You need to maintain your septic system to safeguard your property against disaster, like sewage leaks or the septic tank becoming blocked and creating a nasty odor. For those who aren’t sure what a septic system is, it is essentially your own sewage treatment facility for your property. They hold your wastewater long enough to separate waste products so they can be effectively drained away and are most common in rural areas where there are no centralized sewer systems. If you have recently had a septic tank installed and are wondering how to go about its maintenance, then read this article. It serves as a simple guide, breaking down the process in digestible pieces for you.
Monitor Water Consumption
One of the most common mistakes people make with their septic tanks is overloading them with too much water. A large amount of discharge could cause a backup which naturally has some undesirable consequences for your sewage system. To avoid doing this, we recommend monitoring your usage and conserving water wherever you can. For example, don’t take multiple baths in a row, or run your washing machine several times in one day.

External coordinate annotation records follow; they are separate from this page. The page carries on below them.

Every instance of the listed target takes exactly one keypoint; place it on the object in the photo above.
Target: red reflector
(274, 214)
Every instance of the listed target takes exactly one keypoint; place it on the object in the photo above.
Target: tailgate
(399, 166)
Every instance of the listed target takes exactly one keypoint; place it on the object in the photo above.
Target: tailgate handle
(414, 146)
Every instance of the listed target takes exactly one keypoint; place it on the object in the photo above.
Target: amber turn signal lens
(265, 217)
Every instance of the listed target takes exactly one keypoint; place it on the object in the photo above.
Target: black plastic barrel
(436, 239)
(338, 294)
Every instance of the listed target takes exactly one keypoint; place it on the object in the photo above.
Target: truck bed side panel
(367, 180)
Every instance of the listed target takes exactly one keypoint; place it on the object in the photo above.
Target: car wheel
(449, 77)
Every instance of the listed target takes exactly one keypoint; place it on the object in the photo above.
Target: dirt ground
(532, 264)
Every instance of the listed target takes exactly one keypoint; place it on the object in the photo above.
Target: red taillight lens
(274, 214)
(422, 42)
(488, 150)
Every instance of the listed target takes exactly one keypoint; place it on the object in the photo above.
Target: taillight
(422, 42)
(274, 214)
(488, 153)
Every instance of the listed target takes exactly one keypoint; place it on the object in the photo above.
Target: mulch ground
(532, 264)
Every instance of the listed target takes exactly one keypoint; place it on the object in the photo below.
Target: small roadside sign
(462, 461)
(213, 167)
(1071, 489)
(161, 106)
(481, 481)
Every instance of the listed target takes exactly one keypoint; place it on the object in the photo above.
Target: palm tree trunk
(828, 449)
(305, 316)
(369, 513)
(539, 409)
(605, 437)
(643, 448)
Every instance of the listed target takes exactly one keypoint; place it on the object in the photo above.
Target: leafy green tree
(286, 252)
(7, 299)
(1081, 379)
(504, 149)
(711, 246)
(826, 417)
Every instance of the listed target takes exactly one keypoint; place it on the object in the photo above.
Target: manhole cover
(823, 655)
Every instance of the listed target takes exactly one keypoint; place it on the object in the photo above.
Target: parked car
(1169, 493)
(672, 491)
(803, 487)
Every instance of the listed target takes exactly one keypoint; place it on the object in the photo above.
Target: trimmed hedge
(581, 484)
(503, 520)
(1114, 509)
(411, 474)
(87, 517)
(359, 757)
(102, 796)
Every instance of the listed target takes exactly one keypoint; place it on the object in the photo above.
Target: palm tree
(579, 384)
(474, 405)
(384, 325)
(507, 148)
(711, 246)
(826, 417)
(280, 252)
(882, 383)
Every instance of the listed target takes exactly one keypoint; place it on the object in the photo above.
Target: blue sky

It’s important to service your septic system on a regular basis to make sure nothing has gone awry and could lead to bigger issues further down the line. There are plenty of contractors out there who can do this for you, such as Hall’s Septic Services who specialize in the cleaning, repairing and inspections of septic tanks. They also pump your system, which is essential for breaking down waste products and preventing them from clogging the drains. Also, regular servicing means your septic tank will last for longer.
Carefully Deposit Waste
Most people dump all sorts down the drain, which can lead to the system becoming clogged with waste products that don’t decompose. Eventually, this will cause major problems for your septic tank. As such, you should deposit most of your waste into the bins. It’s especially important to avoid putting things like coffee grounds, baby nappies, face wipes, sanitary products, solid foods and other non-decompostable materials into the drains. Where you can, buy biodegradable products. For instance, high-quality toilet paper breaks down a lot more easily than low-grade toilet paper, preventing septic systems from clogging.
Avoid Oil, Fat and Grease
Septic systems are much like our arteries in that they can become blocked from a build-up of fat over time. Therefore, you should never pour cooking oils, grease and fatty fluids down the drain when cleaning up after cooking. Eventually, these will create a horrible berg of fatty waste products which are a nightmare to clean away. To avoid this, we recommend wiping any oily pans and dishes with kitchen roll before washing them in the sink and depositing excess fat into the bins.
These are our top tips for maintaining your septic system. They’re simple and easy to do, protecting your tank from breaking down or blocking in the future.